Dose-effect relationship for several coagulation markers during administration of the direct thrombin inhibitor S 18326 in healthy subjects

Abstract

Aims: We conducted a phase I placebo-controlled trial with two i.v. doses (0.5 mg h-1 and 3 mg h-1) of S 18326, a selective thrombin inhibitor that interacts with the catalytic site of thrombin, with the aim to study the relationships between increasing plasma levels of S 18326 and changes in coagulation tests and thrombin generation markers.

Methods: Thirty-six healthy male volunteers were divided into three groups. In each group, 10 volunteers were randomly assigned to receive S 18326 and two to receive a placebo. Following a bolus of 4.5 mg, doses were 0.5 mg h-1 in the first group and 3 mg h-1 in the two other groups, administered as an i.v. infusion for 24 h. Blood was drawn repeatedly up to 36 h after the bolus, and tested for the activated clotting time (ACT) and activated partial thromboplastin time (APTT). The APTT reagent was chosen among five commercial reagents to yield a linear increase in the clotting time among possible therapeutic S 18326 concentrations in vitro. To accurately measure the thrombin-inhibiting effects of low doses of S 18326 (< 0.5 microm), we developed a specific chromogenic assay. We also measured F1 + 2 prothrombin fragment levels to assess the effect of S 18326 on thrombin generation in vivo.

Results: A two-compartment pharmacokinetic model was fitted to the S 18326 plasma concentration vs time data by using population pharmacokinetic methods. Results of the pharmacodynamic-pharmacokinetic relationships showed that both the ACT and APTT methods yielded a linear increase according to the S 18326 concentration measured using a highly sensitive analytical method. At the end of infusion, ACT was prolonged 1.20 and 1.95-fold in the 0.5 mg h-1 and the 3 mg h-1 groups, respectively, and APTT was prolonged 1.27 and 2.75-fold. Thrombin inhibition plateaued above 0.5 microm of S 18326 according to an Emax model, confirming that the test was highly sensitive. F1 + 2 levels fell significantly after the 24 h S 18326 infusion (0.83 nm to 0.6 nm and 0.80 nm to 0.44 nm in the 0.5 mg h-1 and the 3 mg h-1 groups, respectively), but remained stable after the placebo infusion.

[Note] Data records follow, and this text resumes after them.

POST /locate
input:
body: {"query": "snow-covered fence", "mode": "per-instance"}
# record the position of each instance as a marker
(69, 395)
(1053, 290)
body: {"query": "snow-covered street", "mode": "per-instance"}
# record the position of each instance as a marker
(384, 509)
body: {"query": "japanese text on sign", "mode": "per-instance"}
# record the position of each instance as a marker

Conclusions: Our results support specific monitoring of the thrombin inhibitor S 18326 with ACT and APTT to establish the safety range of the drug in further studies. Moreover, the fall in F1 + 2 prothrombin fragments suggests that S 18326 effectively reduces the retroactivation of factors V and VIII by thrombin.

Figure 1

APTT response to plasma spiking with 0–7.5 µm S 18326. The reagents used were: Pathromtin® (•), CK Prest® (○), Silimat® (□), aAPTT® (▴) and PTTA®(▵). Plasma (50 µl) was incubated with 50 µl of the reagent for 3 min at 37 ° C, and the reaction was started by adding 50 µl of 0.025 m calcium chloride (Diagnostica Stago). The clotting time was recorded on a ST4 coagulometer. Mean of three experiments, each performed in duplicate.

Figure 2

Determination of plasma dilutions required to measure S 18326 thrombin inhibition in a chromogenic assay. A pool of normal plasma containing 1 µm S 18326 was diluted 1 : 25–1 : 400 (40–2.5 nm) and 50 µl of each dilution was incubated with the same volume of 13 nm thrombin solution for 5 min at room temperature. The reaction was started by adding 100 µl of 0.2 mm S 2238 and absorbance (OD) was read at 405 nm for 3 min on a BCT analyser. Results are given as milli ΔOD405 min−1.

Figure 3

Mean plasma concentration-time profiles. Mean (s.d.) plasma concentration (ng ml−1) of S 18326 after an intravenous bolus of 4.5 mg followed by infusion of the low dose (♦) or the high dose (▴ and □) over 24 h. The lines represent the mean plasma concentration of S 18326 predicted by the population PK model for each dose. The insert presents the plot of individual prediction of plasma concentration (ng ml−1) of S 18326 vs the observed concentrations.

Figure 4

Individual ACT-ratios (a), APTT-ratios (b), and anti IIa activity (c) vs predicted plasma concentrations of S 18326PK/PD analysis was performed after PK modelling, and linear regressions was used to fit ACT and APTT ratios to a function of the S 18326 plasma concentration; an Emax model best described the relationship between anti IIa activity and S 18326 plasma concentrations. 95% confidence limits around the mean predicted relationships of the three biological markers are represented in dotted lines.